Борлюйт почувствовал это сейчас же: им овладело странное смятение, испытываемое им, когда он спускался с колокольни. Тогда он спотыкался о камни мостовой, теперь он путался в словах. Он чувствовал себя, словно только что вернувшимся из путешествия, расстроенным, одиноким, растерянным. Подняться на вершину любви не то же ли это, что подняться на вершину башни?.. Ведь любовь подобна башне со светящимися ступеньками. Ему казалось, что он был вне жизни, поднимался очень высоко, еще раз выше жизни. Головокружительный подъем: они изо всех сил бежали по ступенькам, разыскивая свои души, словно разыскивая колокола… Весь вечер Борлюйт был рассеян, расстроен и грустен, потому что спустился вниз.
Во все последующие дни он не переставал думать о Барб. Он понимал теперь, что совершилось непоправимое событие. Стоило ли рассуждать, колебаться, анализировать свои чувства? Голос тела – самый решающий. Неведомая сила заставила его прижаться поцелуем к губам Барб.
И судьба тоже неоднократно предупреждала его. Ведь он все время чувствовал, что его преследуют, освежают и сжигают эти губы, словно они были одновременно цветком и пламенем. Это было неизбежно. Теперь с этим ничего нельзя было поделать. Это длилось минуту, но эта минута соединила их в вечности.
Борлюйт считал, что он принял на себя известное обязательство. Он будет жалким осквернителем этих губ, если он отречется от них. Он мысленно называл Барб своей невестой и женой. Ему ни разу не пришла мысль увернуться от исполнения того, что он считал своим долгом, хотя в вечер поцелуя они не скрепили свою любовь никаким обещанием, никакой клятвой. Это ничего не значило. Было достаточно и поцелуя. Прикоснувшись губами к красным восковым губам, Жорис запечатлел их клеймом нерушимого договора.
Он и не думал отрекаться. Он решился.
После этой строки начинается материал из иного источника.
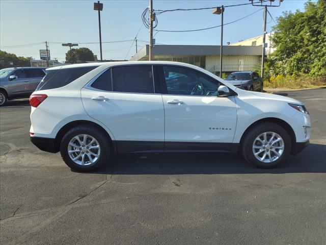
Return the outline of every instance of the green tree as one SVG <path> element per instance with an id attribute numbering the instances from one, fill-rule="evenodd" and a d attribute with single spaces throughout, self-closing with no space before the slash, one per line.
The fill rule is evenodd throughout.
<path id="1" fill-rule="evenodd" d="M 0 68 L 31 66 L 32 57 L 17 57 L 14 54 L 0 50 Z"/>
<path id="2" fill-rule="evenodd" d="M 66 54 L 66 62 L 75 63 L 85 61 L 94 61 L 94 54 L 87 47 L 80 47 L 69 50 Z"/>
<path id="3" fill-rule="evenodd" d="M 283 12 L 274 27 L 276 48 L 267 65 L 274 75 L 326 76 L 326 0 L 308 2 L 305 11 Z"/>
Он пошел к старому антикварию.
– Я пришел к вам, дорогой друг, по важному делу…
– Как торжественно! Что такое?
Борлюйт смутился… Он обдумал раньше, как приступить к разговору, но в эту минуту забыл про все.
Он почувствовал себя растроганным, впал в сентиментальность.
– Уже давно мы стали друзьями!
– Пять лет, – сказал Ван Гуль. – Этой датой помечен мой старый дом – дата его реставрации и нашей дружбы.
Начало было удачно. Борлюйт воспользовался этим.
– Хотите, чтоб мы стали еще лучшими друзьями, еще больше сблизились?
Старый антикварий взглянул на него с недоумением.
– У вас две дочери… – продолжал Борлюйт.
При этих словах лицо Ван Гуля передернулось, его глаза слегка блеснули.
– Ах, нет! Будем говорить о другом! – прервал он резко, словно охваченный страшной тревогой.
– Почему? – настаивал Борлюйт.
Не объясняя в чем дело, антикварий продолжал, волнуясь все бол мне:
– Это бесполезно… Прошу вас… Годлив не думает больше об этом… Годлив не выйдет замуж… Она хочет остаться со мной… Дождитесь, по крайней мире, моей смерти…
Лицо Ван Гуля выражало тревогу и бесконечную скорбь.
Совсем теряя голову, он стал жаловаться, изливать свое горе:
– Это должно было случиться! Это было неизбежно! Любовь заразительна, хотя моя славная Годлив искусно скрывала свою тайну. Только я знал о ней. Из ее слов я узнал больше, чем знала она сама. Мы все говорим друг другу. Но она отреклась… Она забыла о своей любви, чтоб остаться со мной, не покидать меня, одинокого старика, не быть виновницей моей смерти… потому что я умру, если она уйдет от меня. И вот теперь вы ее тоже любите. Что со мной будет? Я останусь один. Нет-нет, не отнимайте у меня Годлив!